The housing is a press-fit into 52mm openings, although a u-bracket could be used to make a standard mounting.

Here’s an overview:
The Nano is small enough to fit inside a 52mm gauge housing. It can be mounted on some perfboard that will itself mount inside a slot built into the housing. The bezel/cap for the housing mounts the OLED. The gauge is about 2.25" deep overall, with 1.875" being the housing behind the bezel/cap. The Nano has an added advantage as it outputs +5V that is needed for the GM sensor. I had looked at a smaller board (Teensy LC), but there were issues using the SH1106 library with it and it only output 3.3V, which did not work for my sensor.


  • Arduino Nano
  • Perfboard to mount Nano inside gauge housing
  • $1 power converter 12V to 5V 1 amp made from a Dollar Tree USB phone charger (I can’t find the page I used to make this, but you take apart the charger and add wires for 12V in and 5V out using a multimeter, the final product is small enough to fit inside the housing under the perfboard)
  • Various 22 gauge wire for internal wiring
  • 1.3" OLED, mine was white and uses the SH1106 library
  • GM coolant temp sensor #12146312
  • DHT22 air temp and humidty sensor
  • Custom 3D printed gauge housing
  • Grommets for wires through gauge housing
  • Glue to hold down OLED and insulate wires
  • Your choice of wiring connectors for power and sensors, I used some Hitachi “MTW” ones that are common on motorcycles
  • Shielded wiring for use in engine bay

Wiring runs through the back of the gauge and consists of a +12V and ground feed on a 2-pin connector, then a 4-pin sensor feed.

Sensors were mounted in the engine bay/front fender using some shielded cable.

Code will follow in the next post due to length.

I have attached some pics of the completed project and a zip file for the gauge housing and cap. They are in .stl format so they can be used for 3D printing. They may require some minor work to align the OLED.

52mm gauge stl (54.8 KB)

The code exceeds 9K characters, so I’ll attach it as a zip file here.
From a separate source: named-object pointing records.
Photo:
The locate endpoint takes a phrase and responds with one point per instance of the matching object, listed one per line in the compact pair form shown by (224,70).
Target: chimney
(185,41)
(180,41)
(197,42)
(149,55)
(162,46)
The internal file was saved in rtf format.

I’ll also attach a wiring schematic as a PDF.

Nano gauge (4.18 KB)

52mm_combo_oil_air_schematic.pdf (23 KB)

Cool project. I like how you built the power supply inside.

Where are you going to mount the DHT22 sensor? Do you think it will stand up to the engine bay? Did you consider using a GM intake air temperature sensor like 12160244?

Great project!

My only concern is the power supply. Chargers offer very little protection for electronics and automotive environments are notoriously bad electrically. I hope you will keep us posted with the status of this project.